Managing Kubernetes Clusters with MCP Server

Introduction

Command-line tools like kubectl are powerful but verbose. Debugging a failing pod often involves a repetitive cycle: get pods, describe pod, logs, get events. With the Kubernetes Model Context Protocol (MCP) Server, we can delegate this investigation to an AI agent that “lives” in our IDE.

Why AI-Driven Ops Matters:

Context Preservation: The agent maintains the history of what you’ve looked at (e.g., “Why is that pod restarting?”).
Synthesis: It can correlate events from different namespaces or resource types (e.g., a PVC error causing a Pod crash).
Safety: Tools are read-heavy by default, allowing safe exploration without risk of accidental deletion.

What We’ll Build

We will demonstrate a debugging session where we identify a crash loop in the BlueRobin worker using only natural language.

Architecture Overview

The MCP server acts as a proxy between the LLM and the Kubernetes API Server, exposing safe tools like list_pods and read_logs.

flowchart LR
    User[Developer] -->|Chat| LLM[AI Agent]
    LLM -->|call tool| MCP[Kubernetes MCP Server]
    MCP -->|KubeConfig| API[K8s API Server]
    API -->|Status| Cluster[BlueRobin Cluster]
    
    classDef primary fill:#7c3aed,color:#fff
    classDef secondary fill:#06b6d4,color:#fff
    classDef db fill:#f43f5e,color:#fff
    classDef warning fill:#fbbf24,color:#000

    class MCP,LLM primary
    class API,Cluster secondary
    class User warning

Implementation

1. The Scenario

You notice the “Worker” service is down. Instead of typing five commands, you ask:

User: “Why are the worker pods in the staging namespace restarting?“

2. The Tool Chain

The agent autonomously executes a sequence of checks via MCP.

mcp_kubernetes_pods_list(namespace="staging"): Finds the exact pod name worker-7b5f6cd8-abcde.
mcp_kubernetes_pods_get(name="...", namespace="staging"): Checks the status.

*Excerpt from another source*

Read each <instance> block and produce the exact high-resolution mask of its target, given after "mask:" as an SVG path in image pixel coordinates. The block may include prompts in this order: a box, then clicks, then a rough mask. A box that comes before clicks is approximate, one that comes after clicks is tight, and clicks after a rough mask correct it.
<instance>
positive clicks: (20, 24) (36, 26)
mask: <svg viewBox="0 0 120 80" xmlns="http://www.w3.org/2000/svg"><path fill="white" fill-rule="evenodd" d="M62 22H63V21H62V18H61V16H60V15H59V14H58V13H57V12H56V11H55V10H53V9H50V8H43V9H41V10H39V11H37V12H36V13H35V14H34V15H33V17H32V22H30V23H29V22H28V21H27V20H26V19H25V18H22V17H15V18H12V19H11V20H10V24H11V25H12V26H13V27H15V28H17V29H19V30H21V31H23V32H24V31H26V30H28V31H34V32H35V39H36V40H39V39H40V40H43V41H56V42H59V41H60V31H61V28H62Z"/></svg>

Sees CrashLoopBackOff, exit code 137 (OOMKilled).
mcp_kubernetes_events_list(namespace="staging"): Corroborates with “Memory Limit Exceeded” events.

3. The Resolution

The agent reports back:

AI: “The pod worker-7b5f6cd8-abcde is terminating with OOMKilled (Exit Code 137). It exceeded its limit of 512Mi. I recommend increasing the memory limit in the deployment.”

You can then ask it to draft the fix:

User: “Show me the patch for the resources.”

📄 deployment-patch.yaml

resources:
  limits:
    memory: "1Gi"  # Increased from 512Mi
  requests:
    memory: "512Mi"

Conclusion

By abstracting the verbosity of kubectl behind MCP tools, we turn cluster management into a conversation. This lowers the barrier to entry for developers who might be intimidated by Kubernetes complexity and speeds up troubleshooting for seasoned ops engineers.